A very deep volcanic lake, with a background where oxygen did not penetrate, formerly filled the mesel well. This environment has created ideal conditions for fossilization, and thin grain sediments of this old lacustrious bed house a variety of eocene life, Wedmann told CNN by email.
“The excellent preservation not only of insects, but of all groups of organisms, is why Mesel is a UNESCO World Heritage Site,” a designation he received in 1995, Wedmann said.
The most complete of the two cicada fossils “is one of the best preserved insects on the Messel mine fossil site,” Wedmann added. “Senckenberg has a collection of over 20,000 Messel fossil insects, and among them, stands out for their really beautiful and complete preservation.”
In terms of general head and body format, E. messelensis is very similar to modern cicadas. Its rostro – a mouth -shaped mouth – is intact, but a deeper analysis is needed to determine if it used it to feed on plant tissues called xylem, like most modern cicadas, said Labandeira.
E. Messelensis also features colors and patterns in their wings. This feature camouflages the modern cicadas, which cling to trees, and may have served a similar purpose for E. messelensis, according to Jiang.

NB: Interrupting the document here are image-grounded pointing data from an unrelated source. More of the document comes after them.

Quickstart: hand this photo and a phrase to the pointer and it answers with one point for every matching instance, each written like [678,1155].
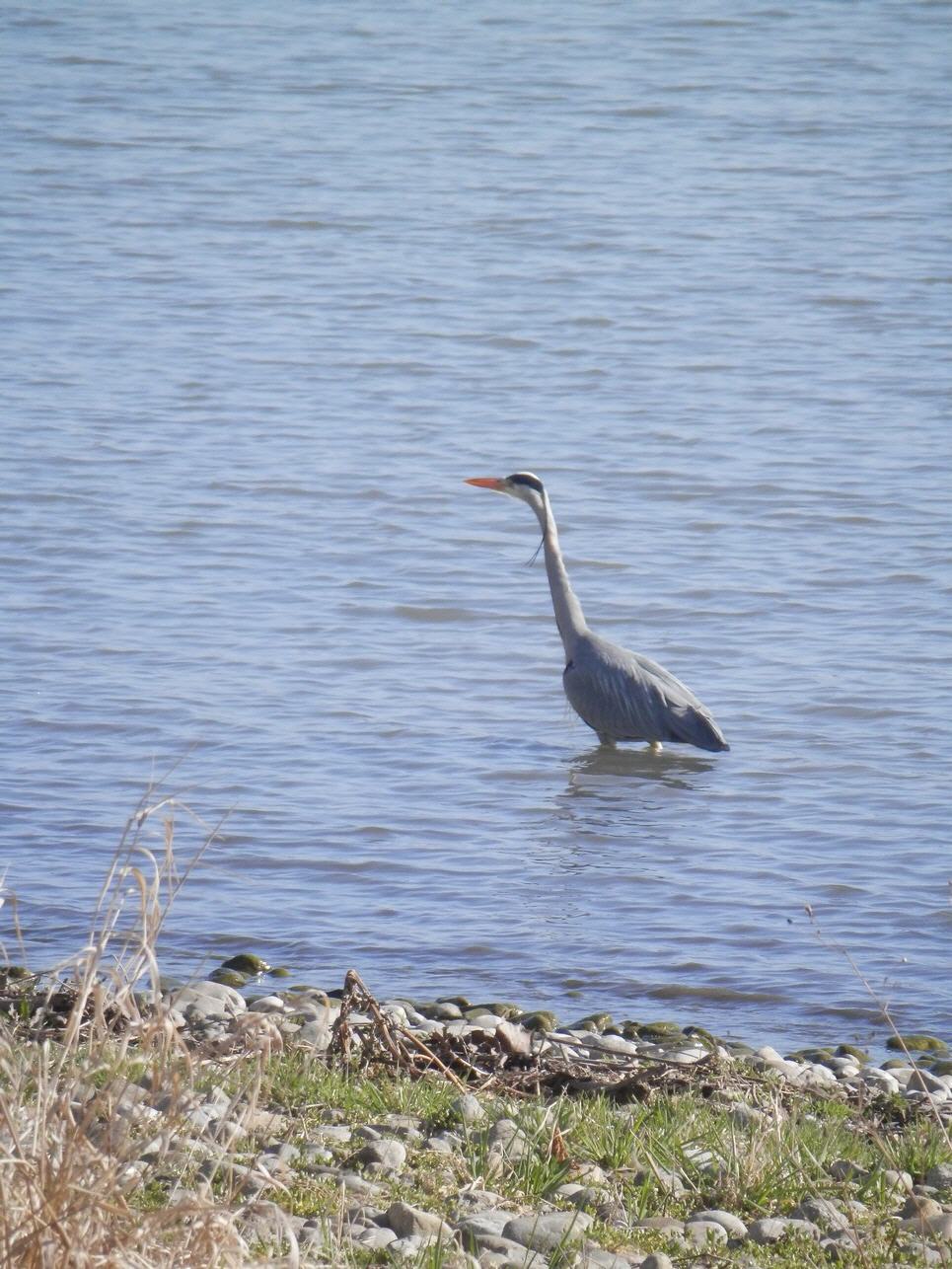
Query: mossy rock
[703,1036]
[659,1030]
[229,977]
[247,962]
[822,1056]
[851,1051]
[917,1043]
[501,1008]
[594,1023]
[16,979]
[541,1019]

However, E. messelensis differs from modern cicadas in subtle aspects. For example, their anterior wings are wider and less elongated than living species today, which may have affected their flight.
Would the old cicada corner sound like that of its modern relatives? “We can’t know the exact corner,” said Jiang. However, based on the shape of the cigarette’s body and its position in the group of canopants, “it probably produced sounds with a function similar to that of modern cicadas.”
When litter XIV emerges from billions in late spring and early summer of 2025, its corners will measure 90 to 100 decibels – as high as a subway train. Other types of cicadas produce an even greater noise: the corner of the brevisana African cicada Brevis hits the peak in almost 107 decibels, almost as high as a jet taking off.
The volume of the corners of the old species may have been even higher, Jiang said. The E. Messelensis abdomen is wider and larger than that of its modern relatives, suggesting that males could have had a larger resonant cavity. This cavity may have amplified the sound of the vibratory structures in their abdomen, called eardrums, to produce higher buzz.
“Of course this is just a hypothesis,” added Jiang. “Future studies on how morphology relates to sound production in modern cicadas will help test it.”